Without an abstraction, the runtime would need if openai ... else if anthropic ... else if gemini everywhere. That's unmaintainable.

The Provider interface

type Provider interface {
    Complete(ctx context.Context, c *Context) (*Response, error)
    Stream(ctx context.Context, c *Context) <-chan StreamItem
    ProviderID() ProviderID
    ModelID() ModelID
    MaxContextTokens() int
}

Context (not to be confused with Go's context.Context) is the conversation:

type Context struct {
    Messages []Message
    Tools    []FunctionDecl
    Metadata map[string]string
}

Response is what comes back:

type Response struct {
    Message      Message  // The LLM's reply
    FinishReason string   // "stop", "tool_calls", etc.
    Usage        Usage    // Token counts
}

Every provider converts Context into its API format, makes the HTTP call, and converts the response back. The runtime never sees API-specific types.

How each provider works

OpenAI

SDK: github.com/openai/openai-go/v3

Message conversion (convertMessagesOpenAI):

system → OpenAI system message
user → OpenAI user message
assistant → OpenAI assistant message (if it has ToolCalls, they're converted to OpenAI's tool_calls format)
tool → OpenAI tool message with tool_call_id

Tool conversion (convertToolsOpenAI):

FunctionDecl → OpenAI ChatCompletionTool{
    Type: "function",
    Function: {Name, Description, Parameters}
}

OpenAI's format is the simplest — Parameters goes straight through as JSON Schema.

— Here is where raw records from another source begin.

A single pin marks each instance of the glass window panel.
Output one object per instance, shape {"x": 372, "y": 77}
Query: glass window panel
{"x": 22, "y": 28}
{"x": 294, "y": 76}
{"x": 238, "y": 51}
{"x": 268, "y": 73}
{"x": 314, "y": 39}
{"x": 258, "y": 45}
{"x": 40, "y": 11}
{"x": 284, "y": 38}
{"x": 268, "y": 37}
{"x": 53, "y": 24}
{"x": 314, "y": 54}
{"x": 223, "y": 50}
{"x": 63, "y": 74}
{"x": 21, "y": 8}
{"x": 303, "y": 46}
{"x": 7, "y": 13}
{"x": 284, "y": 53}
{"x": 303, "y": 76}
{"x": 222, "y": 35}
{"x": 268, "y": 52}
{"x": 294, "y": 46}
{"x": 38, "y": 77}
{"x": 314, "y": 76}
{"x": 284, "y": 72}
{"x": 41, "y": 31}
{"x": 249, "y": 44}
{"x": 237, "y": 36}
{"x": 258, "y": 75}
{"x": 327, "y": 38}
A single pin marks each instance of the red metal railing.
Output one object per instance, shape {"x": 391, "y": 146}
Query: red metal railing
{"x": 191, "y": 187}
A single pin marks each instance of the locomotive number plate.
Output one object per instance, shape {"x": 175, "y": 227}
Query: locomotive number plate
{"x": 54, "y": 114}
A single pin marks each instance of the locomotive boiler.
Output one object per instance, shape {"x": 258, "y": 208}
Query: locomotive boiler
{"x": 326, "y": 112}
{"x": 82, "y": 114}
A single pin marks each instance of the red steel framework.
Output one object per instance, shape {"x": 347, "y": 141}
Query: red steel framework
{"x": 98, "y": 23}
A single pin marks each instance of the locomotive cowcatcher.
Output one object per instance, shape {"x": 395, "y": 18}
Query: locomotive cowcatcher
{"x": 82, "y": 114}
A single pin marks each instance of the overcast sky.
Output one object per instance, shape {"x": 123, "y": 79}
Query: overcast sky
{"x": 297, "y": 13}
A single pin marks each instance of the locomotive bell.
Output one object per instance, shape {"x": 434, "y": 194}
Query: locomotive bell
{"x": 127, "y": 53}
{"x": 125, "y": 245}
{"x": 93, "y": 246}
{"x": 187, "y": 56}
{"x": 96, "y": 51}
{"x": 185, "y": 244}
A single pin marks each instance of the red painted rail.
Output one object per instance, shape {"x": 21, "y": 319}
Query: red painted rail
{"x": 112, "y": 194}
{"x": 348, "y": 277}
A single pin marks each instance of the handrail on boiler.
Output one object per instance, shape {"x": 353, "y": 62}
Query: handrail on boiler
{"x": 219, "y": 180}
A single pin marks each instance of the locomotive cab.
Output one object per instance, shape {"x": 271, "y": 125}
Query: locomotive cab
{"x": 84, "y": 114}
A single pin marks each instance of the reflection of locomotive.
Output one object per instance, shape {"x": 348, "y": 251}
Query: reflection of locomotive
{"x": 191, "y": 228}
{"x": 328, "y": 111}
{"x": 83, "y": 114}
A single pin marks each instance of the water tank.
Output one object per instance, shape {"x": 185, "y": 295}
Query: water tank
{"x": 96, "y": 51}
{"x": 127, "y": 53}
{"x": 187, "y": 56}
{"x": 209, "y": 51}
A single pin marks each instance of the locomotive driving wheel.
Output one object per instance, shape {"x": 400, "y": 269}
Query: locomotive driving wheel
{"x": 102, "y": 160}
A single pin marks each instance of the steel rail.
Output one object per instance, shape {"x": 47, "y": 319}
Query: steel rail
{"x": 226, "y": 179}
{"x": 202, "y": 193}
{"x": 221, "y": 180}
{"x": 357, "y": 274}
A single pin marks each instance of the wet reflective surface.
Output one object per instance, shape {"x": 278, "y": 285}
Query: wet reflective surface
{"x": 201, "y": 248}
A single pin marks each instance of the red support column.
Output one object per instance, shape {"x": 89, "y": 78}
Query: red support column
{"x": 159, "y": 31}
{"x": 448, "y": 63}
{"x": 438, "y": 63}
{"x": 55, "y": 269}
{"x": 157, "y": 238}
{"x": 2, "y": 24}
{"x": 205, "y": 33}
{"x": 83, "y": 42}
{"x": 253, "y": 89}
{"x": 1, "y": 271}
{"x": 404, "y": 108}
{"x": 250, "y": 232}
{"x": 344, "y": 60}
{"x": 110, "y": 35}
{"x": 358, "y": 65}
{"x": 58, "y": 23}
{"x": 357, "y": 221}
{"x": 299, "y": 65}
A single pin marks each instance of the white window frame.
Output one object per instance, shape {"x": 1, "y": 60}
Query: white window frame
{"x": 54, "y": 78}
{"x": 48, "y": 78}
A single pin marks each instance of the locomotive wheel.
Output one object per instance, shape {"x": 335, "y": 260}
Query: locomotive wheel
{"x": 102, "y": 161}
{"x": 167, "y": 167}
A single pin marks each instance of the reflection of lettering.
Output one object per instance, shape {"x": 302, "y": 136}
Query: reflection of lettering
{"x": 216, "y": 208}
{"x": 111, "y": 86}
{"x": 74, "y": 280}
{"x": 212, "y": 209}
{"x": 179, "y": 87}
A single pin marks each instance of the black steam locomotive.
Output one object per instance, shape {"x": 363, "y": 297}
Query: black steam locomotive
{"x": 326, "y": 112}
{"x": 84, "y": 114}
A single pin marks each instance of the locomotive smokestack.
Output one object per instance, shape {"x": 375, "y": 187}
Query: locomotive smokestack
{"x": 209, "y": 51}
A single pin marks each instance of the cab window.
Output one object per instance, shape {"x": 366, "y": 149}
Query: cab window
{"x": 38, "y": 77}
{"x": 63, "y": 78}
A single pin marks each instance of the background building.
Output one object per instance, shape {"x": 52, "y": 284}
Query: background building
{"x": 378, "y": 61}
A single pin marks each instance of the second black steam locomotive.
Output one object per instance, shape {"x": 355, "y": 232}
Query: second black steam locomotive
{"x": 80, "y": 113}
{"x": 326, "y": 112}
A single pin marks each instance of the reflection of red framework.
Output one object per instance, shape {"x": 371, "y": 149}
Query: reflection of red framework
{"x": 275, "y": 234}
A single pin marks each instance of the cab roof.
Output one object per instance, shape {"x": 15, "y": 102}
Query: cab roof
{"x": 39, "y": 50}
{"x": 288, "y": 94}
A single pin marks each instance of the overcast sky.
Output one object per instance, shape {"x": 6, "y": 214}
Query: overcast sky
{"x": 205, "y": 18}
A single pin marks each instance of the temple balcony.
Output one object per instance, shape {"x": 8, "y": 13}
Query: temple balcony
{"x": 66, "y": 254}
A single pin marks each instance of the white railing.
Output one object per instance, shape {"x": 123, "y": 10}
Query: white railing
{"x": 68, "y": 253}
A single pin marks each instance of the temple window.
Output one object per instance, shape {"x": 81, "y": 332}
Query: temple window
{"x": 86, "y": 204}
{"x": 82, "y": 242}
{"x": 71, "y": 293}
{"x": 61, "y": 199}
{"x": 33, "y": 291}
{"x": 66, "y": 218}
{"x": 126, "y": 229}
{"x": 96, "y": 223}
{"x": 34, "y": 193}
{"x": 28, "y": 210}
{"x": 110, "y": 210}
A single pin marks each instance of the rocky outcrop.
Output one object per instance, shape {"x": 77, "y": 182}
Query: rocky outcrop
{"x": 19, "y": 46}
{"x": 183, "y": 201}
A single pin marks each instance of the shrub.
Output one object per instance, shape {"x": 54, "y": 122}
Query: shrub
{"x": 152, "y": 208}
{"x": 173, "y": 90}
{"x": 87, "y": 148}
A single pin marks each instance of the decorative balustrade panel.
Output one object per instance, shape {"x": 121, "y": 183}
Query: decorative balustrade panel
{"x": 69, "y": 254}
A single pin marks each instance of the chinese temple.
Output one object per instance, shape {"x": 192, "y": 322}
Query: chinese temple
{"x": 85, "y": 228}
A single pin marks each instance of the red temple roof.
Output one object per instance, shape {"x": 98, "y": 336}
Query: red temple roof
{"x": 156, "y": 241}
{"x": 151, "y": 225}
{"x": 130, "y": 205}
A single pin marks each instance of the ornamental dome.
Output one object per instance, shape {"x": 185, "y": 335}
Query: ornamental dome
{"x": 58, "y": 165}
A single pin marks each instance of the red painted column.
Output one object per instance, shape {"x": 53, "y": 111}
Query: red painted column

Streaming: OpenAI streams ChatCompletionChunkChoice objects. Each chunk can contain:

Delta.Content — text fragment → StreamText
Delta.ToolCalls — incremental tool call data → StreamToolCallDelta
Final chunk with Usage → StreamDone

Default context window: 128,000 tokens

Anthropic

SDK: github.com/anthropics/anthropic-sdk-go

Key difference: Anthropic uses content blocks, not flat fields.

An Anthropic message's content is an array of typed blocks:

[
  {"type": "text", "text": "Let me read that file."},
  {"type": "tool_use", "id": "call_123", "name": "read_file", "input": {"path": "main.go"}}
]

Message conversion (convertMessagesAnthropic):

System messages are extracted and merged into Anthropic's separate system parameter
user → Anthropic user message with text content block
assistant → Text block + tool_use blocks (if tool calls present)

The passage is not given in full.